Inhaltsverzeichnis
Theorie zum Lesen und Schreiben von Braille (taktiles Lesen)
Das System der deutschen Braille-Punktschrift
Sämtliche der heute gebräuchlichen Punktschriftsysteme basieren auf der Grundlage der von Louis Braille (1809-1852) entwickelten Punktschrift. Das Grundmuster der Punktschrift besteht aus frei kombinierbaren Punkten innerhalb einer 6-(8- ) Punktematrix, der sogenannten Braillezelle.
In Deutschland werden als Lese- bzw. Schreibschriften die Vollschrift, Kurzschrift und Eurobraille (Computerbraille) verwendet.
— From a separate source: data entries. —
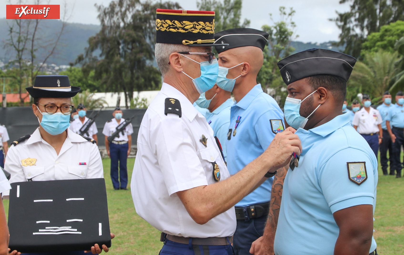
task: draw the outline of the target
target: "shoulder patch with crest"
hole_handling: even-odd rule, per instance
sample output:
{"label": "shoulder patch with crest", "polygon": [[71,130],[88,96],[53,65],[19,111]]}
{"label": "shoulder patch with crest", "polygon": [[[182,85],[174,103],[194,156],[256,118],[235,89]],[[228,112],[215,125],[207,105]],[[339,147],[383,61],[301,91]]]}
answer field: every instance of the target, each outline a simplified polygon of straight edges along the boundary
{"label": "shoulder patch with crest", "polygon": [[282,133],[282,131],[285,130],[282,120],[270,119],[269,122],[271,122],[271,129],[274,134]]}
{"label": "shoulder patch with crest", "polygon": [[347,167],[348,178],[358,185],[362,184],[368,178],[366,162],[347,162]]}
{"label": "shoulder patch with crest", "polygon": [[181,112],[181,105],[178,99],[168,97],[166,98],[164,104],[164,114],[174,113],[177,114],[181,118],[182,115]]}

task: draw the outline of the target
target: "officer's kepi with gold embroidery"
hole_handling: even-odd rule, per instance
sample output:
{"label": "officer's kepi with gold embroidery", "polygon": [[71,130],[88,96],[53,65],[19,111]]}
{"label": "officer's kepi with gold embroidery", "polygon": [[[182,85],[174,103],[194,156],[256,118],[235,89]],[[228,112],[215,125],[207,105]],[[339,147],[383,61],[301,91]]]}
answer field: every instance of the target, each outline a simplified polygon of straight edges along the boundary
{"label": "officer's kepi with gold embroidery", "polygon": [[156,12],[156,43],[214,46],[215,12],[157,9]]}

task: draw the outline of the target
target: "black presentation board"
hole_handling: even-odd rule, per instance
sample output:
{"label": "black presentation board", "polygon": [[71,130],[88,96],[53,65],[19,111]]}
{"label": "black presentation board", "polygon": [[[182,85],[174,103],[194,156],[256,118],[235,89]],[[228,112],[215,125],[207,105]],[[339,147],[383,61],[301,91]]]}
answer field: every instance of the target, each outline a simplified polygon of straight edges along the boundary
{"label": "black presentation board", "polygon": [[11,185],[8,225],[11,251],[85,251],[96,243],[111,247],[103,178]]}

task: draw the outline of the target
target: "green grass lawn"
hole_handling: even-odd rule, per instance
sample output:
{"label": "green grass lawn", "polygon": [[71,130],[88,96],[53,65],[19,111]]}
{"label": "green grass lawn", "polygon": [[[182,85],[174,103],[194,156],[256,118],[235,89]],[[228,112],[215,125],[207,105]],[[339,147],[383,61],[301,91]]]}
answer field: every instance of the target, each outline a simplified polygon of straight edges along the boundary
{"label": "green grass lawn", "polygon": [[[109,176],[109,159],[103,160],[109,225],[111,232],[116,236],[108,254],[157,255],[162,245],[160,241],[160,232],[136,214],[130,190],[114,190]],[[128,159],[128,188],[134,163],[134,159]],[[404,178],[384,176],[379,167],[374,234],[377,251],[381,255],[404,253],[404,199],[402,196],[404,196]],[[3,202],[7,212],[8,200]]]}

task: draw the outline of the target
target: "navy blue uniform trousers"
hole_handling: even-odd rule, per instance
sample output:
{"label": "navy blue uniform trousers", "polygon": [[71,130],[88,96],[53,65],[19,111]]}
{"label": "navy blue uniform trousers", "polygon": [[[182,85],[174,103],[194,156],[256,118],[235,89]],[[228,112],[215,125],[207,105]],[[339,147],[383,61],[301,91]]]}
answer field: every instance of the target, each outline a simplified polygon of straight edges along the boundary
{"label": "navy blue uniform trousers", "polygon": [[372,136],[370,135],[366,135],[363,134],[360,134],[366,141],[369,144],[369,146],[370,146],[370,148],[373,151],[375,155],[377,158],[377,151],[379,150],[379,135],[375,134]]}
{"label": "navy blue uniform trousers", "polygon": [[246,221],[237,220],[237,227],[233,237],[236,255],[251,255],[253,242],[262,236],[267,215]]}
{"label": "navy blue uniform trousers", "polygon": [[390,167],[390,171],[396,170],[397,175],[401,174],[401,169],[403,168],[400,154],[401,153],[401,146],[404,144],[404,129],[393,127],[391,132],[396,136],[396,141],[393,144],[393,167]]}
{"label": "navy blue uniform trousers", "polygon": [[[115,188],[126,188],[128,185],[128,144],[109,144],[109,156],[111,157],[111,179]],[[118,174],[118,161],[119,161],[119,174]],[[119,181],[120,180],[120,185]]]}
{"label": "navy blue uniform trousers", "polygon": [[229,244],[196,245],[185,245],[166,239],[159,255],[233,255],[233,249]]}
{"label": "navy blue uniform trousers", "polygon": [[[387,174],[387,168],[388,165],[387,163],[390,161],[390,173],[394,174],[394,170],[392,169],[393,166],[393,144],[391,143],[391,138],[387,130],[383,130],[383,139],[379,146],[380,150],[380,164],[381,165],[381,169],[383,173]],[[387,151],[389,151],[389,159],[387,158]]]}

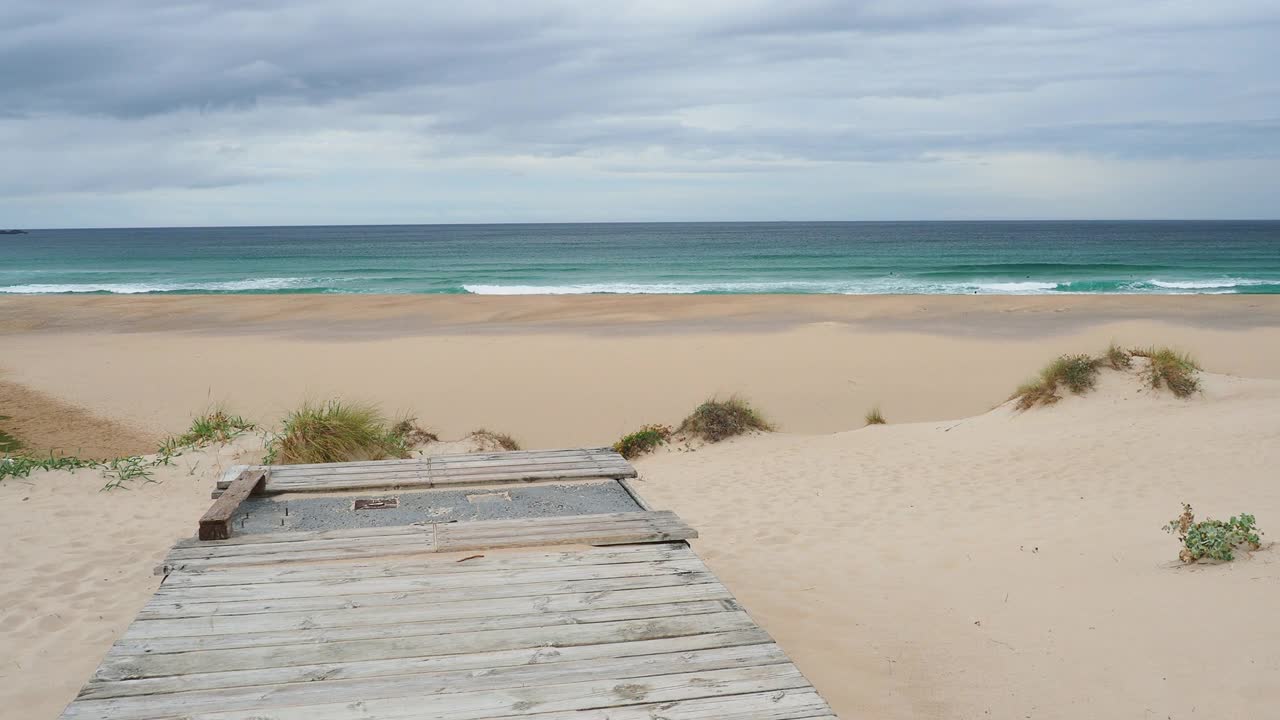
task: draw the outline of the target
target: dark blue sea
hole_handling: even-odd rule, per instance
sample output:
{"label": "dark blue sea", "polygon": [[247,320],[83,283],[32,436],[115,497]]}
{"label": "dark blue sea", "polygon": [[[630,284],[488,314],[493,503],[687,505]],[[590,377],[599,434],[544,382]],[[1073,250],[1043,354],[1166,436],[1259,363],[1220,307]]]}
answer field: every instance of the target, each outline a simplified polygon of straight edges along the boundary
{"label": "dark blue sea", "polygon": [[5,293],[1276,293],[1280,220],[33,229]]}

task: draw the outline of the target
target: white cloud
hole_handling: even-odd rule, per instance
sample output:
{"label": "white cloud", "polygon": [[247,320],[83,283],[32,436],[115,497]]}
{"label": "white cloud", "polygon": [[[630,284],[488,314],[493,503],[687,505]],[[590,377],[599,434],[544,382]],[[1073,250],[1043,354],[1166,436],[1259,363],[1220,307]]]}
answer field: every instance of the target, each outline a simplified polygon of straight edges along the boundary
{"label": "white cloud", "polygon": [[31,0],[0,24],[5,224],[1263,217],[1280,195],[1274,3]]}

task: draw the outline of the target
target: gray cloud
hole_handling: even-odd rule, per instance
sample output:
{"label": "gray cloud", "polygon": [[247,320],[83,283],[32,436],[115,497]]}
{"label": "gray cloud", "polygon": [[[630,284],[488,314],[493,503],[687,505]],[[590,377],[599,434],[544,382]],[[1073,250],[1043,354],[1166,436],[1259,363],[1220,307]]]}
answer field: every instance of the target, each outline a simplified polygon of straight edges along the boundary
{"label": "gray cloud", "polygon": [[1280,158],[1271,1],[10,0],[0,27],[18,170],[0,210],[19,217],[244,186],[293,222],[317,186],[378,173],[407,202],[460,168],[588,192],[684,173],[726,197],[736,177],[863,163],[928,214],[954,205],[920,167],[956,158]]}

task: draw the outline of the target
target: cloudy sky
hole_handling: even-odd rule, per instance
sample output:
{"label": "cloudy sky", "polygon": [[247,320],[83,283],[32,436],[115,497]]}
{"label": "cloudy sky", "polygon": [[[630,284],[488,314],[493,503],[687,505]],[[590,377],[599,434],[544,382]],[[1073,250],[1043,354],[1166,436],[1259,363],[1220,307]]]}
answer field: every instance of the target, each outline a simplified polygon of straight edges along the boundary
{"label": "cloudy sky", "polygon": [[1275,0],[0,4],[0,227],[1260,217]]}

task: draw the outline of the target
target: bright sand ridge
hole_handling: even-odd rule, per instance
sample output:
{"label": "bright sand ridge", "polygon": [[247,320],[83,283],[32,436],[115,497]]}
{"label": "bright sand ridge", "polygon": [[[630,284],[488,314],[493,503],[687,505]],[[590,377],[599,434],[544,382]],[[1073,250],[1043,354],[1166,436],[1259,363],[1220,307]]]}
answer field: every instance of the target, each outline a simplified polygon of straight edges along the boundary
{"label": "bright sand ridge", "polygon": [[[333,396],[527,447],[611,443],[731,393],[826,433],[877,404],[892,421],[982,413],[1111,341],[1280,378],[1280,296],[0,299],[0,379],[154,438],[211,402],[271,425]],[[136,437],[118,451],[151,450]]]}
{"label": "bright sand ridge", "polygon": [[[878,401],[895,424],[637,462],[644,496],[699,528],[699,553],[845,717],[1261,717],[1280,702],[1275,550],[1184,569],[1158,530],[1185,500],[1280,532],[1280,382],[1210,375],[1203,396],[1179,401],[1107,372],[1055,407],[897,424],[980,414],[1055,354],[1110,340],[1172,342],[1213,370],[1277,378],[1268,299],[1128,310],[929,299],[919,322],[902,300],[884,322],[783,307],[794,318],[767,327],[731,304],[669,333],[652,324],[660,304],[637,304],[626,311],[650,319],[632,332],[552,313],[526,329],[470,318],[485,331],[475,336],[392,319],[356,340],[280,316],[239,318],[247,334],[233,336],[225,318],[246,306],[201,300],[45,315],[0,302],[0,318],[28,323],[0,322],[0,366],[156,432],[180,429],[210,395],[275,419],[303,392],[343,391],[447,434],[483,423],[535,446],[607,442],[716,391],[745,392],[792,433],[855,428]],[[166,314],[195,332],[127,327]],[[17,648],[0,667],[0,717],[55,717],[74,697],[219,470],[251,459],[253,442],[183,456],[132,492],[97,492],[96,471],[0,482],[0,646]]]}

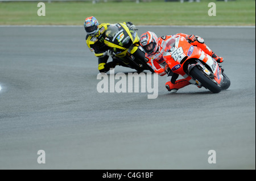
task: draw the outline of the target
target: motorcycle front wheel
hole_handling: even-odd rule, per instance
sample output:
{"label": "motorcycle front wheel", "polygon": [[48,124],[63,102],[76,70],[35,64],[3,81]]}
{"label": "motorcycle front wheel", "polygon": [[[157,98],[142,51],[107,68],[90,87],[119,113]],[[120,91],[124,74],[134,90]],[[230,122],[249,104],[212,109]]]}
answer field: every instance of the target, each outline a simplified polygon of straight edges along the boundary
{"label": "motorcycle front wheel", "polygon": [[190,74],[199,81],[203,87],[209,90],[212,92],[218,93],[221,91],[221,86],[208,77],[196,66],[190,71]]}
{"label": "motorcycle front wheel", "polygon": [[135,57],[135,61],[137,64],[142,64],[143,68],[144,70],[148,70],[151,73],[154,73],[155,71],[145,61],[145,53],[142,52],[139,48],[133,53],[133,56]]}

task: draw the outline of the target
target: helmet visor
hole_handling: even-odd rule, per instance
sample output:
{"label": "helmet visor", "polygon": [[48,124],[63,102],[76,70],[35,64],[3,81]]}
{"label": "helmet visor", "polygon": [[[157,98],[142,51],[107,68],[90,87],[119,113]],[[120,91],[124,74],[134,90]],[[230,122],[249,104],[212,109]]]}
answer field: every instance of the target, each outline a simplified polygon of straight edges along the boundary
{"label": "helmet visor", "polygon": [[150,44],[147,44],[147,45],[144,46],[143,49],[145,50],[146,53],[147,53],[148,54],[150,54],[153,52],[155,47],[155,44],[151,42]]}
{"label": "helmet visor", "polygon": [[93,26],[88,27],[84,27],[85,29],[86,32],[87,32],[87,34],[89,35],[95,35],[97,32],[97,26],[96,25],[94,25]]}

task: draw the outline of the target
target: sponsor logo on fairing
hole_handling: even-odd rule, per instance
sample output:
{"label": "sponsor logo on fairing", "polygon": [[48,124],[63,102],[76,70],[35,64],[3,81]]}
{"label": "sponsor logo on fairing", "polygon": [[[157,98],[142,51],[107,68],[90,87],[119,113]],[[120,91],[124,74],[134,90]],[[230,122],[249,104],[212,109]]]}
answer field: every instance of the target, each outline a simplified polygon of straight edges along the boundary
{"label": "sponsor logo on fairing", "polygon": [[193,50],[194,50],[194,47],[193,45],[191,45],[191,47],[190,47],[189,49],[188,50],[188,56],[190,57],[192,54],[192,53],[193,53]]}
{"label": "sponsor logo on fairing", "polygon": [[180,68],[181,66],[180,65],[179,65],[179,64],[178,64],[178,65],[175,65],[175,66],[174,66],[174,67],[172,68],[172,71],[175,71],[175,70],[177,70],[177,69],[179,69],[179,68]]}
Die Vollschrift basiert auf einer 6-Punkte-Matrix, innerhalb derer durch unterschiedliche Punktkombinationen bis zu 64 Zeichen dargestellt werden können. Die Großschreibung erfolgt hier durch ein Ankündigungszeichen, das vor den entsprechenden Buchstaben gestellt wird, so dass die Buchstabenzeichen selbst ausschließlich Kleinbuchstaben darstellen. Für häufige Buchstabenkombinationen (au, eu, ie, ei, sch, ch, ck, st) wird ein Buchstabenzeichen verwendet. Ebenso gibt es Punktkombinationen für Satzzeichen.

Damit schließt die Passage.